BY David Rodgers*
To change the nature of the political debate it is often necessary first to change the language used in it. The Labour Party and our supporters are doing this in the debate about the abhorrent Bedroom Tax. However much the government insists on calling it “the Spare Room Subsidy”, it is now ‘the Bedroom Tax’ in the eyes of the public and the media. Changing the language has won the argument that ‘the Bedroom Tax’ is a pernicious attack on the poorest and most vulnerable in our society. We just need a Labour government to abolish it.
We need to change the language we use in order to change the housing policy debate from one that focuses on building homes for individual ownership in a dysfunctional housing market to one that focuses on increasing the supply of new homes in a range of tenures. The UK housing market is dominated and skewed by house builders who have a vested interest in maintaining scarcity of housing supply to boost speculative profits for them and land owners. It is has been further skewed by ‘Right to Buy’, ‘Help to Buy’, ‘Buy to Let’ and, in London at least, ‘Buy to Leave’, all of which have done nothing to increase the supply of homes that are genuinely affordable for working households without the taxpayer paying ever increasing housing benefit subsidies to landlords.
The Tories are good at this language game. There is nothing “Affordable” about ‘Affordable Rents’. Nigel Farage is also abysmally good at it, parking his by-election “UKIP Tanks on Tory Lawns”. On our own lawn, ‘The Mansion Tax’ might not be the right language to use. Despite its good intentions, a broader more equitable review of council tax bands might be a better policy.

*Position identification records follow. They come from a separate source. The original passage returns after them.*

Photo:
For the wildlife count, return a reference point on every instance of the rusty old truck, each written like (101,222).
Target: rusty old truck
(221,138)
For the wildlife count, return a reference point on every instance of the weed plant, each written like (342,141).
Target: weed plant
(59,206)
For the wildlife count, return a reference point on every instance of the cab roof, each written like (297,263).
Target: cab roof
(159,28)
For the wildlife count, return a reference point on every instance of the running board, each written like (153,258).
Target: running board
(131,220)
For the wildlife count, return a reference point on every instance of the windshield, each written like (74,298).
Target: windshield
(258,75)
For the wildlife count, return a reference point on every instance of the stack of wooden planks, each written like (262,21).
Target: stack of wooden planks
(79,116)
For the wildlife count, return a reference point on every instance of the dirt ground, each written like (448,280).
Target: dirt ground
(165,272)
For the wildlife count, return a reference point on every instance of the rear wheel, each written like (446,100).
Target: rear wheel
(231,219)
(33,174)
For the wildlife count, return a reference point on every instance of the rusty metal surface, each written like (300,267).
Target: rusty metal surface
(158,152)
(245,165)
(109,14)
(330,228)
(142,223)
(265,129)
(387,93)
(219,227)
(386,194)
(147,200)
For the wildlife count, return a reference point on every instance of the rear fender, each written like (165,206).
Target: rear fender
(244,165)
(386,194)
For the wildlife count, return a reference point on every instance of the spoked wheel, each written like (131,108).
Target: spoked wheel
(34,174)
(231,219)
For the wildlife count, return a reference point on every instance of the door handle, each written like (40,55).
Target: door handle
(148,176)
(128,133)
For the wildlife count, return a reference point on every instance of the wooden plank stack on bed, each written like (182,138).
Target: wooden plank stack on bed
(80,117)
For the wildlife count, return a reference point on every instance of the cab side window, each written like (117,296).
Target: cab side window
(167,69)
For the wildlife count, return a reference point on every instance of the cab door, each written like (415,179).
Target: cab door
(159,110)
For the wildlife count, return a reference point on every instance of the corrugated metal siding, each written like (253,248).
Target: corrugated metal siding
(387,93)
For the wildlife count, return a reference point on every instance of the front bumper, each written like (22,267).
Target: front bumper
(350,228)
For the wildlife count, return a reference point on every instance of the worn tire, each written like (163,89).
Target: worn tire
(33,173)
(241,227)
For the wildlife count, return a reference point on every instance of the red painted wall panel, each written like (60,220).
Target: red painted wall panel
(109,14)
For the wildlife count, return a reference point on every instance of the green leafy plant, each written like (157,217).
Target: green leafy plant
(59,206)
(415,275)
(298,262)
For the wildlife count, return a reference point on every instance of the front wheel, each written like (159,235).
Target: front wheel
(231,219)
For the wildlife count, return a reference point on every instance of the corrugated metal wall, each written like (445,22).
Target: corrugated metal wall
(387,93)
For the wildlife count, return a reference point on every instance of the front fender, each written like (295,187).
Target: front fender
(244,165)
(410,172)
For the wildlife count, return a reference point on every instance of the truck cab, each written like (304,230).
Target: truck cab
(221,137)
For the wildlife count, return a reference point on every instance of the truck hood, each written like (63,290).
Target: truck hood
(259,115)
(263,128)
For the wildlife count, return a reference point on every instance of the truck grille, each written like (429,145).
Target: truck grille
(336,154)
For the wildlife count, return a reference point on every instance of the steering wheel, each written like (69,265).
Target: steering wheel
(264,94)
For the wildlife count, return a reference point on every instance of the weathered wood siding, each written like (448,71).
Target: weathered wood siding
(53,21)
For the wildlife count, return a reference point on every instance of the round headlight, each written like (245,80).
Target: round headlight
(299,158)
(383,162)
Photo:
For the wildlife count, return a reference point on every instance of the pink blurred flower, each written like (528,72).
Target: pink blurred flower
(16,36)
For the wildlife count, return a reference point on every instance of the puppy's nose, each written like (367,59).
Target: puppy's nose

In discussing our dysfunctional housing market we need to engage in the debate on our own terms. As Labour’s shadow housing minister, Emma Reynolds MP, rightly said at our recent London Labour Housing Group AGM, there is nothing wrong in recognising the aspirations of the upcoming generation to own their own home. But what is wrong is that this aspiration is only open to a shrinking number fortunate enough to be able to buy, mostly with the help from ‘the Bank of Mum and Dad’. But to describe this as ‘getting on the Housing Ladder’ is to use the language of the dysfunctional market. It makes out that ‘Getting on The Ladder’ as soon as you can is desirable because house prices will inevitably continue to rise relative to earnings and, if you don’t get on ‘The Ladder’ now you never will. ‘The Housing Ladder’, driven out of the reach of many by inflationary house prices, has been generous to ‘Generation Property’ but has condemned ‘Generation Rent’ to housing poverty and creates systemic economic risks.
Ladders are dangerous things. Perhaps rather than talking about ‘the Housing Ladder’ we should talk about ‘the Housing Escalator’. Escalators only go one way but those nimble enough to get on them only gain if house prices continue to rise because housing remains a scarce commodity.
Pardon the pun, but I accept that the language of ‘Housing Escalators’ might be a step too far.
Seriously though, let’s stop using the language of our dysfunctional housing market. Emma spoke eloquently about Labour’s policies for three year private sector tenancies, putting a ceiling on rent increases and banning letting agents from charging fees to tenants. But we need to use eloquent positive language too about ‘Visionary and Ambitious’ housing policies: ‘Stable House Prices’ achieved by increasing the supply of new ‘Zero Carbon Homes’, ‘Living Rents’, council’s being ‘Free to Borrow Prudentially’ to ‘Invest in New Council Homes’, legislating for ‘New Tenures’ like “Mutual Home Ownership’ that empower communities to ‘Capture the Uplift in Land Value’ through community land trusts, co-operatives and ‘Mutual Retirement Housing’, giving ‘Assured Yields’ to pension fund investors, and ‘Investing Public Land’ to build homes that have ‘Permanent Affordability Built-in’ for for future generations.
Change the language and we change the housing debate. Change the housing debate and we win the election.
David Rodgers is a councillor and deputy cabinet member for housing, employment and skills in the London Borough of Ealing. He is membership secretary of Labour Housing Group and an executive committee member of London Labour Housing Group. From 1979 to 2012 he was chief executive of CDS Co-operatives, a London based co-operative housing association and served as the elected President of Co-operative Housing International. The views in this blog are entirely his own.